Friday, 23 November 2012

Malaria


female anopheles mosquito- the carrier

 

Malaria- (technical information courtesy of the internet and Ted Lankester’s “The Traveller’s Good Health Guide.”)

Somewhere around the 10th to 14th October I was bitten by a mosquito: a female Anopheles mosquito.
This would not have been different from any of the many mosquito bites grudgingly tolerated, except this mosquito was carrying a single celled parasite Plasmodium falciparum, which causes malaria.
So, as the mosquito took some of my blood, she deposited into my blood stream a form of the parasite called a sporozoite which made its way into my liver. Without any noticeable symptoms, the sporozoite form of the parasite grew in my liver, becoming liver schizonts. This took about 2 weeks.
 On or around the 27-28th October, these burst, releasing merezoites into my blood stream, while I felt an initial feverish symptom. The merezoites entered my red blood cells- the ones which carry oxygen- developing into trophozoites (which can be seen under a microscope), and then developed further into blood schizonts. Here a cycle was repeated- as blood schizonts burst from red blood cells, releasing more merezoites, while I experienced repeated bouts of increasingly feverish symptoms. Red blood cells are destroyed each time this process repeats- hence the tiredness associated with malaria.


On Sunday 28th  October, after feeling a little under the weather for a few days, I rapidly began to feel ill- sweating, shivering, headache, total loss of energy, thankfully no sickness etc. Having witnessed and supported a fellow volunteer several days previously, who, in the space of five hours, went from general illness and sickness, through to hospital admission and intravenous malaria treatment plus saline rehydration, I knew I needed immediate medical attention.
As VSO volunteers working with government services or NGOs, we are privileged in having access to a vehicle and driver in case of emergency. It is recognised that for non- Africans, without acquired local immunity, suspected malaria has to be treated promptly. Within minutes of phoning, a car appeared and with my accompanying housemates, bumped and bounced us over the Zebilla tracks and roads to the nearest clinic. Here, facilities may be basic, the queues long, but the actual processing for testing and dispensing necessary treatment for malaria was streamlined and efficient. Happily I was prescribed necessary drugs and able to stay at home in my own bed while I recovered.
5 days later, with a second blood test showing negative for malaria, but in need of some iron supplements, I was feeling much better, and only tired in a post ‘flu sort of way.

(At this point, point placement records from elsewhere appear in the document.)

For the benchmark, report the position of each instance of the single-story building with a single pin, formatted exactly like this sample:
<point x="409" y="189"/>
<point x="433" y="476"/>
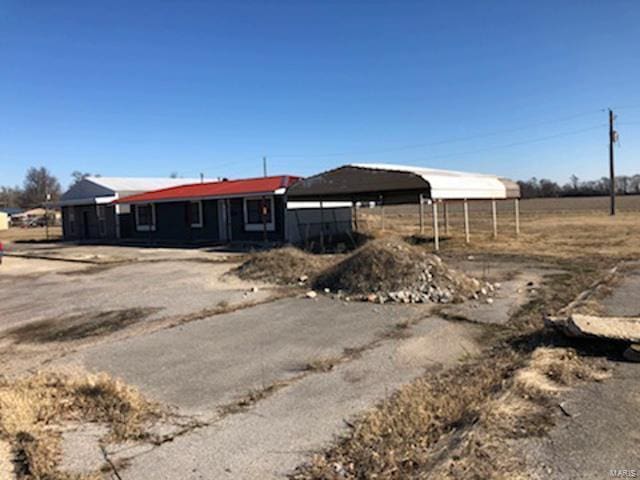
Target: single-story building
<point x="88" y="211"/>
<point x="244" y="210"/>
<point x="389" y="184"/>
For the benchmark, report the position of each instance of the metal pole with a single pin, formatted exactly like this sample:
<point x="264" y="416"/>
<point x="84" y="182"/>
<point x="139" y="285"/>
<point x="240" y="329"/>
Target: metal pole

Photo credit- Bill and Melinda Gates Foundation. A boy watches his family set up a mosquito net.

Malaria is present in over 100 countries. It causes an estimated 1 million deaths a year, 85% of these being children under 5 years old.  3,000 children per day die from malaria related illnesses in sub-Saharan Africa.  While the proper use of mosquito nets impregnated with insecticide has measurable effects in reducing cases of malaria, longer term studies show mosquitoes developing resistance to insecticides while the malaria parasite becomes more resistant to the drugs used for treatment. Therefore the aim to develop a vaccine remains the only viable solution. That is one of the goals of the Bill and Melinda Gates Foundation, which as of 2012, has donated US$1.3 billion to fight HIV/AIDS, TB and malaria.

Source- Ghana News Agency


 In 2004, the Ghana government introduced the National Health Insurance Scheme (NHIS), encouraging every adult and child to register and carry an NHIS identification card, for a payment of 3 Cedis (about £1) per person per year. On producing this card, the holder would be entitled to free basic health care at a hospital, clinic or village medical facility, including ante natal, maternity services and treatment for malaria. Although the cost of the NHIS card remains beyond the reach of the poorest, with take up currently at about 65% of the population, it has proved to be enormously successful in saving lives, particularly among children contracting malaria.